Sea ice and waves in the Arctic: Modelling important interactions

Our Sea Ice Modelling group members Guillaume Boutin, Timothy Williams, Einar Ólason, and Pierre Rampal (Nansen Center & CNRS) recently published an article together with Camille Lique (IFREMER, Brest, France). They coupled the sea-ice model neXtSIM to a wave model and present exciting results!

Wind is one of the main drivers of sea ice moving and deforming in the Arctic. But not the entire Arctic is covered with sea ice. Some areas are open water, with the ocean surface being exposed to the winds. The Marginal Ice Zone does not have a continuous sea ice cover but both fragmented sea ice and open water and is particularly interesting for researchers. Naturally, waves occur in the open water areas. The warming of the Arctic is leading to increasingly larger open water areas in recent years as the sea ice extent is shrinking. With more open water where waves can form, the impact of waves on sea ice in the Arctic is becoming more and more interesting to researchers that investigate the dynamics of sea ice.
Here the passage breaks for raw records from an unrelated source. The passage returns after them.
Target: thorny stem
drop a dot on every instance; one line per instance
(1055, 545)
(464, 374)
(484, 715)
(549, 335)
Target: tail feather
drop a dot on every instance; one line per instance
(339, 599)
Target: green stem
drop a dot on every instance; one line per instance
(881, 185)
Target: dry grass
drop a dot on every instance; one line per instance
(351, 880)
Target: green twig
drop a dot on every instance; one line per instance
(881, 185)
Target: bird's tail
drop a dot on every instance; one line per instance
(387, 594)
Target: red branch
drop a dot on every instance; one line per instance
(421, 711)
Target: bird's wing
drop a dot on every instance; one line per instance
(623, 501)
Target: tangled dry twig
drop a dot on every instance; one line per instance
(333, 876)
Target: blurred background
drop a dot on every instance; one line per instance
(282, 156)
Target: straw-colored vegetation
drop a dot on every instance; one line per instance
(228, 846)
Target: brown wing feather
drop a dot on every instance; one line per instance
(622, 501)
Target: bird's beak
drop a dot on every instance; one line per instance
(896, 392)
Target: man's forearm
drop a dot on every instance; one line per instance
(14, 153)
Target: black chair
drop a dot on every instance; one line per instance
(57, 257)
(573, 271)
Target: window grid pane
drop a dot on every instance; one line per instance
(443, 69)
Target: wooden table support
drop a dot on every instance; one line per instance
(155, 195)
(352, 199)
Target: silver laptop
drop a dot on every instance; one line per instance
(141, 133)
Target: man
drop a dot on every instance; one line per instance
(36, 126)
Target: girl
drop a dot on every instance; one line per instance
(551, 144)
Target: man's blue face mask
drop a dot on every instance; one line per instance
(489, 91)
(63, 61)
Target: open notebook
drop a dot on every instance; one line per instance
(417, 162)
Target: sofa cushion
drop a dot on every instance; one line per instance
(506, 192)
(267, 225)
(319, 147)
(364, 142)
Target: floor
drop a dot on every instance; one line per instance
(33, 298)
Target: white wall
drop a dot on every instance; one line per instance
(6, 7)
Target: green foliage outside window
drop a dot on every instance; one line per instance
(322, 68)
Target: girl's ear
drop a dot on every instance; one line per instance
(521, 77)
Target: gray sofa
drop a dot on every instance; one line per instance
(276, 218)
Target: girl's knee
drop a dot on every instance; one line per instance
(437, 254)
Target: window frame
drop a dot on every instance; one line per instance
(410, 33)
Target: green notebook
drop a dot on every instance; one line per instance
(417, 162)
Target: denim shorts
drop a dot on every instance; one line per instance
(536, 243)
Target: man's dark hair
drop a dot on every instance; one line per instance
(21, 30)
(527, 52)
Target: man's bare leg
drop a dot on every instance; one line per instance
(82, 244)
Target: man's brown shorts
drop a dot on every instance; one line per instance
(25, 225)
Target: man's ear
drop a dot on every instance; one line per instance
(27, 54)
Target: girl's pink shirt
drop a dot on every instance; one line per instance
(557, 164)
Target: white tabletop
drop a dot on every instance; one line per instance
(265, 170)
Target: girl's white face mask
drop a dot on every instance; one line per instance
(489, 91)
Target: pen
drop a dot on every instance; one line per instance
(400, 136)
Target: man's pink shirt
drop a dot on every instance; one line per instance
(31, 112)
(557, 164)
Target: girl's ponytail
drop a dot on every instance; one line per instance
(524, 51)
Why are the interactions between waves and sea ice interesting?

What waves do to a sea ice edge is the following: They push and bend the ice cover floating on the ocean and weaken it. The sea ice cover then starts breaking up into smaller pieces, it fragments. This can happen over long distances, up to dozens of kilometers. The current decrease of Arctic sea ice extent makes this process – sea ice fragmentation through waves – likely even more prevalent in the future. What we don’t know much about is: To what extent is the fragmentation impacting how sea ice drifts? A general assumption is that a sea ice cover that gets fragmented by waves is less resistant to deformation than un-fragmented ice. This was the starting point of the study conducted by researchers from the NERSC sea ice modelling group.
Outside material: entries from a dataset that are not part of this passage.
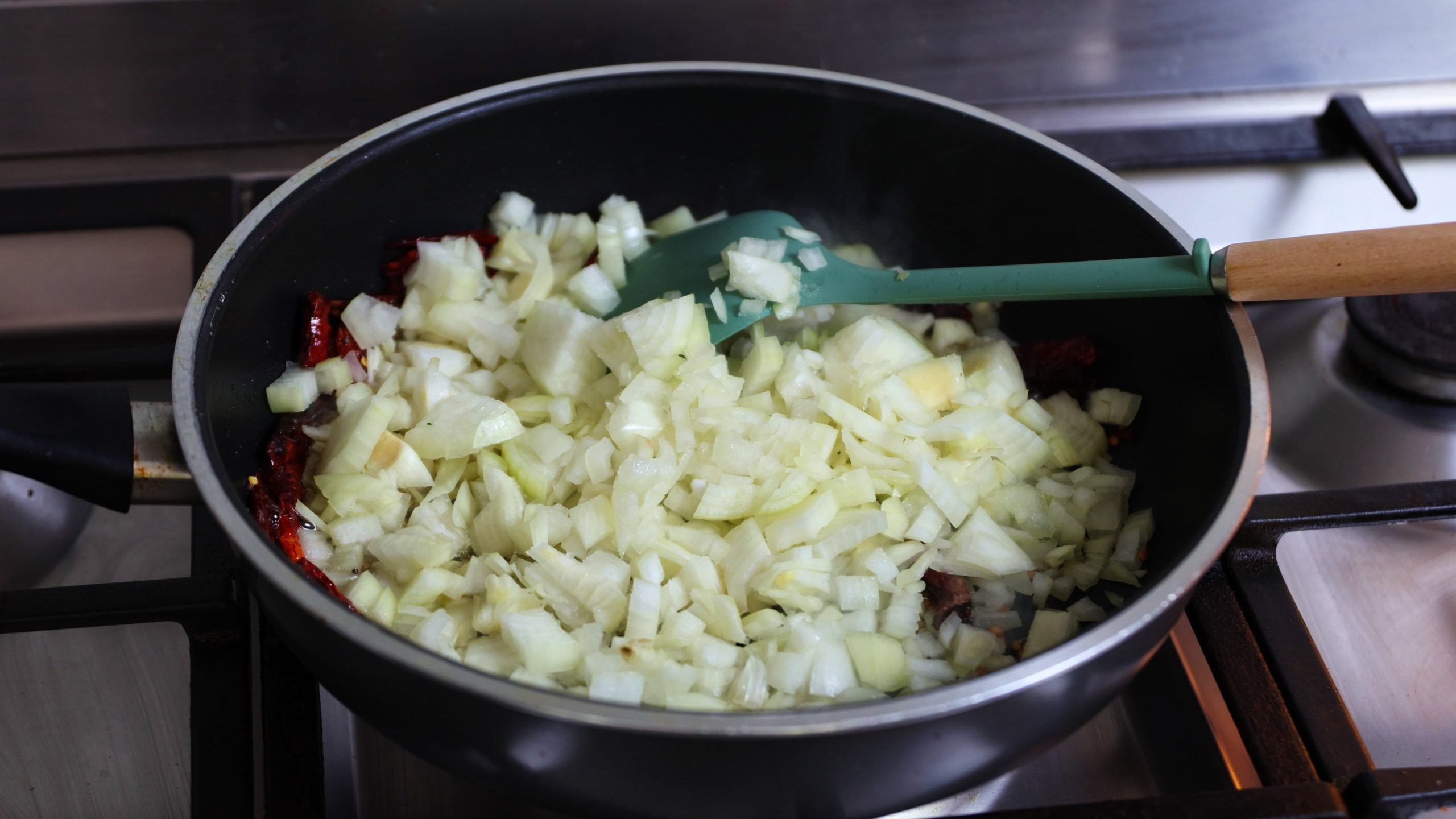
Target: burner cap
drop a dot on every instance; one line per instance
(1408, 340)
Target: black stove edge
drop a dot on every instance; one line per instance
(1305, 800)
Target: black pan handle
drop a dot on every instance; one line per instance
(92, 442)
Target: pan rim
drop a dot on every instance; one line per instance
(225, 506)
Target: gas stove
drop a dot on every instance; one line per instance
(1309, 677)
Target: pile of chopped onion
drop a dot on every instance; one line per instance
(622, 511)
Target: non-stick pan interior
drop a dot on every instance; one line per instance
(925, 184)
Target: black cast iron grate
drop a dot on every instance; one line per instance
(1302, 742)
(1289, 713)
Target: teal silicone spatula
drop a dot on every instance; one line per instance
(1368, 263)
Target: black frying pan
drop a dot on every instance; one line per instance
(925, 180)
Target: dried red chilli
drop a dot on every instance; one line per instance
(279, 490)
(1062, 365)
(318, 325)
(947, 594)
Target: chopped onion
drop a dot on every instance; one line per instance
(622, 511)
(293, 391)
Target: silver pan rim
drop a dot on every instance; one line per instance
(865, 716)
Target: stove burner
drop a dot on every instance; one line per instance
(1407, 340)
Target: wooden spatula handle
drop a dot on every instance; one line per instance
(1363, 263)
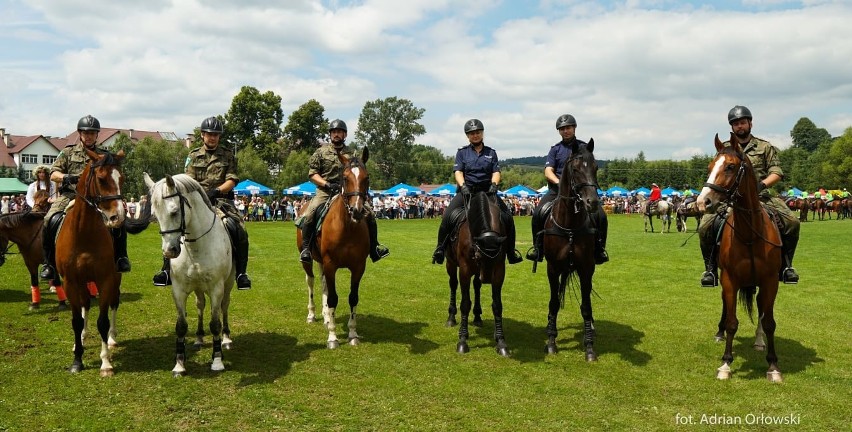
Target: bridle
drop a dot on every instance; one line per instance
(184, 202)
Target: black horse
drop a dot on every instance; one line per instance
(569, 242)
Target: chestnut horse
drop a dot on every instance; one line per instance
(749, 252)
(342, 242)
(569, 242)
(477, 251)
(24, 230)
(84, 252)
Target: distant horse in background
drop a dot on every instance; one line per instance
(197, 242)
(477, 251)
(749, 252)
(24, 230)
(569, 242)
(342, 242)
(84, 252)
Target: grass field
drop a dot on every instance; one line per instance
(655, 327)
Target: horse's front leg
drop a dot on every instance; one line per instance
(330, 300)
(354, 339)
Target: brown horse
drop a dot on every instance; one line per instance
(477, 251)
(24, 230)
(569, 242)
(749, 252)
(343, 242)
(84, 252)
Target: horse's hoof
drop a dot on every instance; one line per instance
(774, 376)
(462, 348)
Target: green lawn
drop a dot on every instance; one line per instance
(655, 327)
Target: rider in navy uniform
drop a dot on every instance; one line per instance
(556, 158)
(476, 169)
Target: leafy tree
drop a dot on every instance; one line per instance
(306, 127)
(254, 120)
(389, 127)
(807, 136)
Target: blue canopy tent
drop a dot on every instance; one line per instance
(445, 189)
(403, 189)
(248, 187)
(520, 191)
(307, 189)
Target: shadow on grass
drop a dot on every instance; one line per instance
(527, 342)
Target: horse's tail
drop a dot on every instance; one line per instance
(747, 301)
(136, 226)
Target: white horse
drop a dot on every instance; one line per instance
(196, 241)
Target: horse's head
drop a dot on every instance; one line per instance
(579, 179)
(727, 177)
(100, 186)
(356, 184)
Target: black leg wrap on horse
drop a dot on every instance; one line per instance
(119, 247)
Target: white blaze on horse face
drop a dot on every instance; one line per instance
(706, 192)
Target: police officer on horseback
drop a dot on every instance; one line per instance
(66, 170)
(215, 168)
(325, 170)
(558, 155)
(767, 170)
(476, 169)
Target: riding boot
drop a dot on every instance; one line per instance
(788, 250)
(308, 231)
(48, 242)
(119, 246)
(377, 251)
(239, 242)
(443, 232)
(709, 277)
(164, 278)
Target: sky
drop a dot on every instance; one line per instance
(652, 76)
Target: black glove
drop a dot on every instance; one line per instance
(69, 180)
(213, 194)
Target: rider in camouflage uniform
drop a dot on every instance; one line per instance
(767, 170)
(324, 170)
(215, 168)
(66, 169)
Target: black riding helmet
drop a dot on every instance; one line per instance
(473, 125)
(566, 120)
(212, 125)
(88, 123)
(737, 113)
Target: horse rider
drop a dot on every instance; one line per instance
(66, 170)
(476, 169)
(656, 195)
(559, 153)
(767, 170)
(215, 168)
(325, 170)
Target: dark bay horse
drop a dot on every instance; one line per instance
(569, 242)
(478, 252)
(84, 252)
(749, 252)
(24, 230)
(342, 242)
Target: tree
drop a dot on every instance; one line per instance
(389, 127)
(254, 120)
(306, 127)
(807, 136)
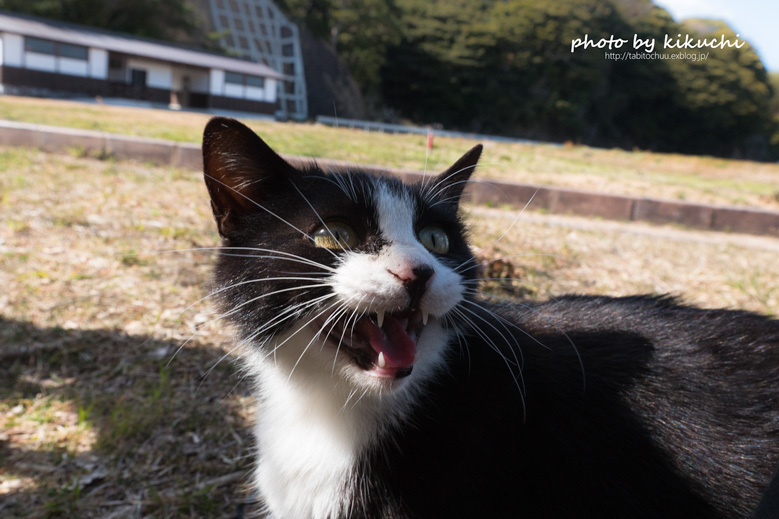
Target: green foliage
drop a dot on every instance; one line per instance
(360, 30)
(159, 19)
(507, 67)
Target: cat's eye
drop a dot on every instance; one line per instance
(434, 239)
(335, 235)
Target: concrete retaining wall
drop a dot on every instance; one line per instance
(552, 199)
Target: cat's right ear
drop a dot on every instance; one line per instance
(238, 166)
(449, 185)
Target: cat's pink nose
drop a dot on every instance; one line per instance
(415, 280)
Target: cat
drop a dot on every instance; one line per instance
(388, 388)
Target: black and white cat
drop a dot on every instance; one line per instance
(388, 389)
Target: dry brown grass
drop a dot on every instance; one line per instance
(99, 418)
(695, 179)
How can our sea ice model help here?

Their tool for the job was our in-house sea ice model, neXtSIM. neXtSIM has been developed at the Nansen Center over the past years, and the latest beneficial change in it is the use of a Maxwell elasto-brittle rheology. Rheology is the study and mathematical description of how hard material is being deformed and flows. The hard material here is sea ice, and this new mathematical description of its behaviour allows our researchers to simulate processes in the sea ice that resemble what happens in nature even more closely. One of the original features of this rheology is the use of a quantity called “damage”. A high level of damage represents the behaviour of sea ice cover with many cracks, that is easily deformed by ocean currents and winds. To assess the impact of waves on sea ice, the authors therefore linked the level of damage to the occurrence of sea ice fragmentation by waves. Another asset of the model is that the new rheology can accurately “remember” where the sea ice has been damaged before, and this is particularly important for the purpose of investigating how waves interact with sea ice.

What else do we need?

A sea ice model alone cannot give an answer here, so the authors coupled a wave model to the sea ice model. When coupling two different models together, they exchange information and influence each other’s results. This is exactly what is necessary for this kind of science. The wave model the authors chose is WAVEWATCH III®. It can use wind speed and direction data to predict the speed, orientation, and height of waves in the ocean. The coupling of a wave and a sea ice model allowed the authors to estimate where and when sea ice is broken – fragmented – by waves along the edge.

What do we learn about the interaction between sea ice and waves?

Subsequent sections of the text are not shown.